Gidon Kremer et sa Kremerata Baltica de 24 musiciens, entendus à Lanaudière en 2006, nous revenaient hier soir, cette fois pour inaugurer la nouvelle «Série classique» de la Place des Arts.

La salle Wilfrid-Pelletier, lieu du concert, peut recevoir 2850 spectateurs. Selon les organisateurs, il en est venu 1708, soit un peu plus d'une demi-salle. Le nom de Gidon Kremer aurait dû, en principe, attirer davantage d'auditoire. Mais il faut se rappeler que le célèbre violoniste n'était pas annoncé comme soliste d'un grand concerto et, surtout, que le programme était plutôt rébarbatif.

Des deux premiers noms figurant sur l'affiche, celui de Lera Auerbach est inconnu et celui de Giya Kancheli l'est presque autant. Beethoven suivait après l'entracte, mais avec un Quatuor op. 131 présenté dans une version peu familière.

Bref, il n'y avait pas lieu de se déplacer et ceux qui se sont abstenus ont fait le meilleur choix.

La première pièce, Sogno di Stabat Mater, de Mme Auerbach, se veut un rêve («sogno» en italien) à partir du Stabat Mater de Pergolesi. On n'y retrouve à peu près rien de l'original. Plutôt, de grosses dissonances en doubles cordes et de grossiers clusters. Facile et prétentieux, cela dure 13 minutes. Facile surtout. N'importe qui, avec un minimum de talent, n'a qu'à prendre n'importe quelle pièce de musique et en faire, comme dans le cas présent, n'importe quoi.

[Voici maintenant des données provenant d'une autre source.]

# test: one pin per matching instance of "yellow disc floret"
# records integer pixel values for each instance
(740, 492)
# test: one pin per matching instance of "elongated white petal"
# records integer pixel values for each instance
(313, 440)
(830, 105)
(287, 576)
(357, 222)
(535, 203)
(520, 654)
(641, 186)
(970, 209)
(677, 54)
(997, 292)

Monopolisant deux fois ce temps, 26 minutes, Silent Prayer, de M. Kancheli, avec voix d'enfant préenregistrée (!), appartient au même genre «mystico-minimaliste» dont le patriarche universel est l'ineffable Arvo Pärt - lequel, Dieu soit loué, était absent de cette affiche. Ici encore, même recette éculée de petits et de gros effets, de séquences très douces, mais vides, interrompues par de brusques secousses tout aussi vides.

Le silence quasi religieux avec lequel le public écoute ces élucubrations me dépasse. La patience humaine est vraiment sans limites...

L'après-entracte nous fait passer de la pire indigence musicale au génie absolu. Voici, en effet, Beethoven et son Quatuor op. 131, le plus complexe du corpus, avec ses sept mouvements enchaînés, aux formes et aux durées contrastantes, totalisant 40 minutes. Chacune des quatre voix instrumentales est jouée à l'unisson par l'un des quatre groupes orchestraux, à la différence que certaines entrées ou interventions importantes sont confiées à un seul instrument. Ainsi, M. Kremer, en blouse blanche tranchant sur les costumes noirs de ses musiciens, joue seul l'arabesque qui décore le troisième mouvement.

L'agrandissement de la partition à une vingtaine d'instruments n'ajoutait cependant rien à l'original. Tout d'abord, l'exécution comme telle n'avait pas toujours la précision souhaitée. Ensuite, et surtout, cette musique de l'âme y perdait en expression et tombait au niveau de la sérénade pour cordes.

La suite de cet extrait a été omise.